Of course, the fraudsters can strike any time of year and in any number of ways. Beth and Larry Charbonneau of Florida found that out the hard way in 2012, after they submitted the winning bid of $12,000 in a charity auction for two tickets to the Grammy Awards, complete with a star-studded weekend in Hollywood. The auction was put together by Donald Mitchell "Ski" Johnson, a jazz saxophonist, unabashed self-promoter and creator of what he calls the "Jazz for Life Foundation." Johnson is profiled on the next episode of CNBC's "American Greed."
Of course, there were no Grammy tickets, which Beth only found out after traveling all the way to Los Angeles with a friend. They also found themselves stuck with the hotel bill.

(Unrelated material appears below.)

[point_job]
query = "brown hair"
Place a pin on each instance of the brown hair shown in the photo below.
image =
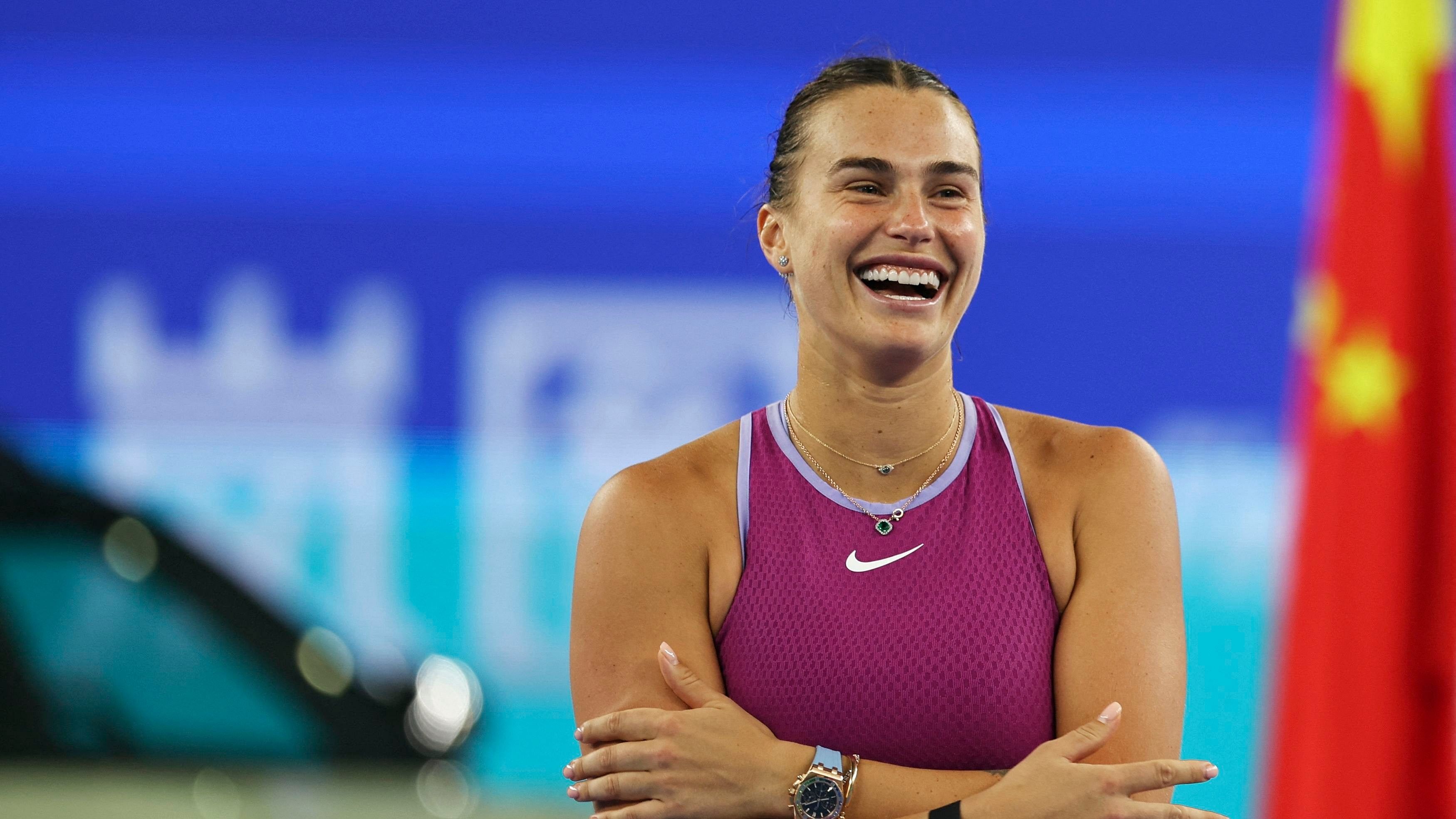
(839, 76)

"You keep telling yourself like, 'No, this isn't really happening,'" she told "American Greed." "Maybe there was a snafu with the tickets. But then you realize no, this is a big con."
A jury eventually convicted Johnson of a single count of wire fraud in a similar scheme defrauding a Big Brothers Big Sisters organization in Montana. Authorities allege he repeated the scam across the country, bilking consumers and charities out of tens of thousands of dollars. But Johnson disputes that claim.